Per gli autisti non è prevista la clausola di solidarietà che fa in modo che i committenti della logistica siano chiamati a pagare in solido con chi ottiene l’appalto i contributi e la liquidazione ai dipendenti nel caso l’appaltatore non corrisponda il dovuto. Una interrogazione parlamentare presentata nel 2017 dal M5s su questa discrepanza non ha ottenuto risposta.

Di più, il sindacato dei Cobas denuncia come l’articolo 11 bis del contratto nazionale di lavoro prevede una deroga alle 39 ore di lavoro settimanale e porta il tetto fino a 47. Anche qui una interrogazione parlamentare depositata nel 2016 che chiedeva al governo un chiarimento se la deroga fosse legale è rimasta agli atti del parlamento senza risposta.
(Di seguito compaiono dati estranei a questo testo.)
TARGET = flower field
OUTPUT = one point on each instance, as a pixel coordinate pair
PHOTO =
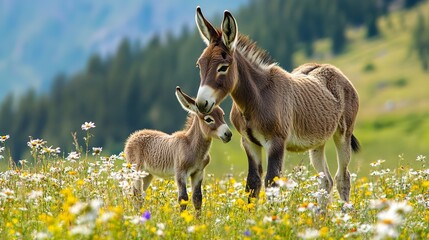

Fin qui per stare al contratto di lavoro corretto. Ma «ci sono anche aziende che applicano ai lavoratori dell’autotrasporto il contratto multiservizi come la logistica Bomi Spa, il contratto per i servizi fiduciari, in sostanza le guardie giurate», dice Esestime, sindacalista con un passato da camionista e turni tra Milano e Bolzano che andavano dalla mezzanotte di un giorno alle tre – quattro di pomeriggio del giorno dopo.

I dati dell’ispettorato

I dati dell’ispettorato del lavoro dicono che su 8.834 lavoratori controllati nel 2020, 511 erano in nero, 922 violavano gli orari di lavoro e ben 2,329, praticamente uno su quattro, era un esempio di interposizione fittizia, in sostanza falsi appalti che spesso si riscontrano nel settore della logistica. E questo senza contare le violazioni delle norme sull’autotrasporto, particolarmente degne di attenzione visto che rischiano di mettere in pericolo anche gli altri utenti della strada.

L’indagine di Savona

Il caso limite è quello che il 3 luglio scorso ha portato, dopo una indagine della polizia stradale in collaborazione con l’ispettorato del lavoro, a tre arresti in una azienda di autotrasporto di Albenga (Savona).

«In quel caso i cronotachigrafi erano truccati grazie all’utilizzo della calamita», racconta l’ispettrice Natalia Paturzo, «i lavoratori lavoravano 12 ore al giorno ed erano controllati tramite Gps, in modo che scoprissero se si erano fermati per mangiare o se mangiavano sul camion». L’èra delle trattorie dove i camionisti mangiavano a buon mercato, concordano tutti, è finita da un po’.